The attenuated S. typhimurium SL7207 can induce sIgA due to colonization of the specific mucosal surface and internal organs [2], which has advantages of attenuated nature and propagation restrictions in vivo [30]. In the view of TGEV pathogenesis, livestock was infected by the virus through the digestive tract and it is difficult for bodies to gain protection by IgG antibody, therefore gut-specific sIgA antibodies produced by mammalian mucosal immune protection are more significant. In our study, after orally immunizing constructed DNA vaccine containing attenuated S. typhimurium SL7207 (pVAX-M), specific serum antibodies were detected at week 2 continuing into week 8, which has appeared (very) significantly when compared with SL7207 (pVAX) group and the PBS group. The levels of both IgG and IgA antibodies had a peak level at week 6, and then gradually decreased until week 8 the last week we detected. Using mice animal models, the experiments conducted in this study showed that the level of the antibodies of IgG and IgA immunized with SL7207 (pVAX-M) was higher than in those immunized with SL7207 (pVAX-S) which is consistent with previous results in attenuated S. typhimurium harboring TGEV S gene [33].

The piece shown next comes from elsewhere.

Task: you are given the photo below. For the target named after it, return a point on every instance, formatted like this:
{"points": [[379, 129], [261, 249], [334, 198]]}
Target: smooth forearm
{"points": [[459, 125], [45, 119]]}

Detection of IFN-γ and cytokine IL-4 content is often used as an important indicator reflecting mouse cellular immunologic response. In addition, IFN-γ is representative of cytokines secreted by Thl cell cytokines, while IL-4 is secreted by Th2 cells. Yang found the CD4+ response stimulation after mice were inoculated orally with the attenuated S. typhimurium containing the surface protein of leishmania (gp63), and IFN-γ and IL-2 were discovered [32]. Sestak also found significantly increased IL-2-R expression on the mononuclear cells from the mesenteric lymph nodes after their stimulation with inactivated TGEV antigens in vitro with the decrease in the CD2–CD4–CD8– phenotype [25]. In this study, IL-4 and IFN-γ content of the animal body was also significantly improved, and SL7207 (pVAX-M) was significantly higher than SL7207 (pVAX) and PBS groups.

The present study has certain limitations: a vaccine which has good immune effect on the mouse model may not produce the same immune stimulating effect in pigs. Moreover, challenge protection test for the evaluation of the effect of a new vaccine is essential, but the test cannot be conducted on the species of mice. In this study, we constructed the SL7207 (pVAX-M) M gene of TGEV, and safety and immunogenicity were preliminarily assessed using mice animal models. TGEV easily infects clinically neonatal swine in 10 days which is prone to diarrhea in stress conditions. Attenuated Salmonella test results indicated that it can be released to carry the DNA vaccine in mice, and induce humoral immunity, mucosal immunity, and cellular immune responses. In our previous study, Zhang [35] immunized 20-day-old piglets by the SL7207 (pVAX-N) oral vaccine and the serum was first collected to detect IgG and IgA at week 2 post-immunization, and the result claimed that the experiment group (pVAX-N) is improved significantly contrasting with the control group (P < 0.05). Even if the vaccine of Zhang’s induced a good immune response, however, the best time of PEDV infection had passed in these piglets. However, the mouse model itself has advantages: reducing the costs of tests, requiring smaller cultured space, and shortening the period of immune response. Balb/C mice were immunized at doses which were 5 % and 10 % formulation administered in cattle to evaluate immunogenicity of the inactivated vaccine against food-and-mouth disease virus, and specific antibodies were detected in 14, 21, 28 days post-immunization which showed an adequate immune response to the vaccine with 10 % of the immunizing dose at the 21st day psot immunization [18]. Deng found that PCV-2b could be replicated in mice and caused mice tissue damages that has its similarity in tissue damage caused in pigs, indicating that mice could be used as animal models for research of the vaccine [5]. Gravier’s studies have claimed that DNA vaccines have similar biodistribution in mouse, rabbit, and pig tissues in vivo [9]. Our further studies will focus on effective evaluation of the oral vaccine, and pregnant sows were designed to be immunized by the SL7207 (pVAX-N) oral vaccine and their piglets within 10 days of age were chosen to perform challenge assay and neutralizing assay.